If I’m reading this right, the magic of this is that if we just do math with these fvar<fvar<double>> things (using functions that have been expanded to work on dual numbers) then the different gradients we might need just show up in the appropriate places in the output (as defined by the rules that are enumerated in the tables)?

So to use this to get derivatives of some weird function I need, should I just look at the output equations in Table 1.1, pick the one that has the thing I need, and then just set the first value/first gradient/second value/second gradients of my inputs to achieve that? Is this the right way to think about this?

I still need to think through the adjoint stuff more.

Assuming that you mean fvar<double> into an fvar<fvar<double>> here. There’s no explicit casting mechanism, so you’d be relying on constructors. Looking at https://github.com/stan-dev/math/blob/develop/stan/math/fwd/core/fvar.hpp you can see that while there are constructors for a T argument, the sensitivity is always set to zero so I don’t think you’ll preserve all of the values correctly.

Basically. You just have to figure out how to decompose the gradient operator you want into the gradient inner products that forward mode gives you. For example, in the fvar<fvar<double>> I mentioned above, if you set z = 0 and u and w to all zeros except for the ith and jth elements respectively, then ffd.d.d will give you d^{2} f / dx_{i} dx_{j}. Do that N^{2} more times and you get yourself a full Hessian.

Note that reverse mode is much more efficient for many-to-one functions and we can compute the Hessian in only N sweeps. Again, see the Nomad manual, this time section 1.3.4.

Alright good stuff. Looks like there’s a special fvar<T> constructor that handles assigning fvar<double>s to fvar<fvar<double>>s and I think it makes sense.

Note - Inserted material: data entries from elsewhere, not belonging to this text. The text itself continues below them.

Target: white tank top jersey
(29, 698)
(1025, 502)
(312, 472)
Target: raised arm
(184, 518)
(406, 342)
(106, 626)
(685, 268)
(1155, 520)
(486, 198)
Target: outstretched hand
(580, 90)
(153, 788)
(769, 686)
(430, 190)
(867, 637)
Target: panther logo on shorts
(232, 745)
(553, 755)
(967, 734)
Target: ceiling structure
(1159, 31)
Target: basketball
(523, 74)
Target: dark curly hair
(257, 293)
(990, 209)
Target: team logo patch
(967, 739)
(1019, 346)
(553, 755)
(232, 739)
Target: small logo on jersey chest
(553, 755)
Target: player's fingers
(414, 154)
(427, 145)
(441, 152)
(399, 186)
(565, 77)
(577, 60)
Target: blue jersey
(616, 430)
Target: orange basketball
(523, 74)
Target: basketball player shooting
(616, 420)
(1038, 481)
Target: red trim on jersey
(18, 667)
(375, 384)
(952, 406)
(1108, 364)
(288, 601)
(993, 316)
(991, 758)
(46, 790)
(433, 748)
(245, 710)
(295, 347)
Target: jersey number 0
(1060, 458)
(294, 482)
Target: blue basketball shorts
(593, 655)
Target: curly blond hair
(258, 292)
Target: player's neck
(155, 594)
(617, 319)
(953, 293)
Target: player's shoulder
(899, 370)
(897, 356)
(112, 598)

@betanalpha: C-style casts (or even C+±style static casts) will call implicit constructors.

@bbbales2: In Stan, we will never ever cast anything up to an autodiff type other than a primitive int or double. You can see this by recursion because all of the parameters start as autodiff types and all the data as double or int. Every operation returns either a double (if arguments are all double or int) or the autodiff type. You never need to cast up the lower types. The constructor’s there because sometimes this happens internally because of the way some of the operations are written. But you have to be very very careful doing this because of the interpetation of the “casting”.

@Bob_Carpenter: But how do those implicit constructors work for fvar<fvar<double>>? Don’t you have to define how the casting works somehow or it is left ambiguous?

Makes sense. Which means I coded up the wrong tests in append array (appending vectors of fvar<var> with fvar<fvar<var>>). Overly verbose and the wrong thing! 2/2 right on target :P.

I can replace them with the simpler double/fvar<var>double/fvar<fvar<var>> versions when I work on the Stan append_array hooks. Makes sense why I was having trouble with the previous fvar stuff. No way something as simple as append_array tests shoulda been giving issues.